SG-5100 takes over 20 minutes to boot after eMMC failure
-
The eMMC in my SG-5100 failed a couple of weeks ago. I managed to get things going again by installing an SSD drive and I thought everything was working fine again until I had to shut down the 5100 yesterday. Now, the 5100 takes over 20 minutes (close to 30) to POST from power off or a warm reboot. The console displays an A2 code followed by a B4 some 5-10 minutes after that. Eventually, the boot sequence continues and pfSense starts up without further issue.
Immediately after reinstalling pfSense to the SSD, I didn't experience this startup delay, it's only started happening some time in the last few days; I wonder if the eMMC has further degraded such that it is providing some sort of false signal to the 5100's BIOS rather than the timeout errors I was initially seeing.

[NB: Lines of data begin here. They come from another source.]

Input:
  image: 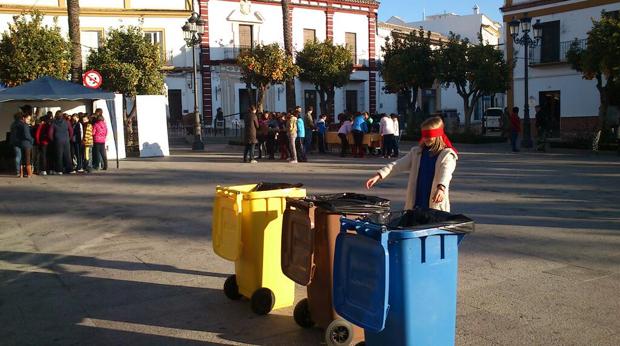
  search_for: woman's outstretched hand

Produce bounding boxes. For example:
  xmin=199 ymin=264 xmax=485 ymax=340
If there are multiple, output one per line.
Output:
xmin=366 ymin=174 xmax=381 ymax=190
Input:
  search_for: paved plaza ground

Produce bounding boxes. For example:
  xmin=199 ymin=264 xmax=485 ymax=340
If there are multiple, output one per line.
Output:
xmin=0 ymin=144 xmax=620 ymax=345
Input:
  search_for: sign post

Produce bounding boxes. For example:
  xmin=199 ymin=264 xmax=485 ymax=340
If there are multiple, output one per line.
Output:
xmin=82 ymin=70 xmax=103 ymax=89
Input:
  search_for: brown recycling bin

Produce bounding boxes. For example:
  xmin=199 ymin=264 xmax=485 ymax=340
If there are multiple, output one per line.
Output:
xmin=282 ymin=193 xmax=390 ymax=345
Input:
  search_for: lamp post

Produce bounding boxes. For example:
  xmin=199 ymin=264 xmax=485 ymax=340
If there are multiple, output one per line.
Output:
xmin=183 ymin=12 xmax=205 ymax=150
xmin=509 ymin=15 xmax=542 ymax=148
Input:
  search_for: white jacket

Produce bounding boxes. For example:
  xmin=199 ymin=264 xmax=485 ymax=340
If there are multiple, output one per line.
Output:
xmin=377 ymin=146 xmax=458 ymax=212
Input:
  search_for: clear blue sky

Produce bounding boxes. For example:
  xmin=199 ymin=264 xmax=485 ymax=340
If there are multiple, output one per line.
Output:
xmin=379 ymin=0 xmax=504 ymax=22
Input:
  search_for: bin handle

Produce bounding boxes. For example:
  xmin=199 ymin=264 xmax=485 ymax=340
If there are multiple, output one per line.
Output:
xmin=340 ymin=217 xmax=387 ymax=240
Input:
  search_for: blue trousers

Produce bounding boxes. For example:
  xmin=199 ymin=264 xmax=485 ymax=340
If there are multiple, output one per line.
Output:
xmin=510 ymin=131 xmax=519 ymax=151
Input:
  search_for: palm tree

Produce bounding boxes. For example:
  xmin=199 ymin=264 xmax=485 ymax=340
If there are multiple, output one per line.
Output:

I've found at least a couple of threads here that discuss this problem but I haven't seen a resolution to it. How can I get the eMMC to be completely ignored by the BIOS? I see it as a boot option but I've disabled it everywhere I could find a reference to it in the BIOS… yet it still appears to be interfering with the boot process.
Help!
-
@hayescompatible What do you see on the console? What are your boot settings at in the BIOS? How did you install pfSense after installing the M.2? Have you tried resetting the BIOS to defaults and seeing if that helps?
I have seen a failed eMMC, in the worst case stage, can effect the ability of the system to boot a system (this is not limited to the just the 5100).
-
@rcoleman-netgate I'll post screenshots of the console as I get them. I have some time this afternoon to reboot the router without affecting anyone else in the household.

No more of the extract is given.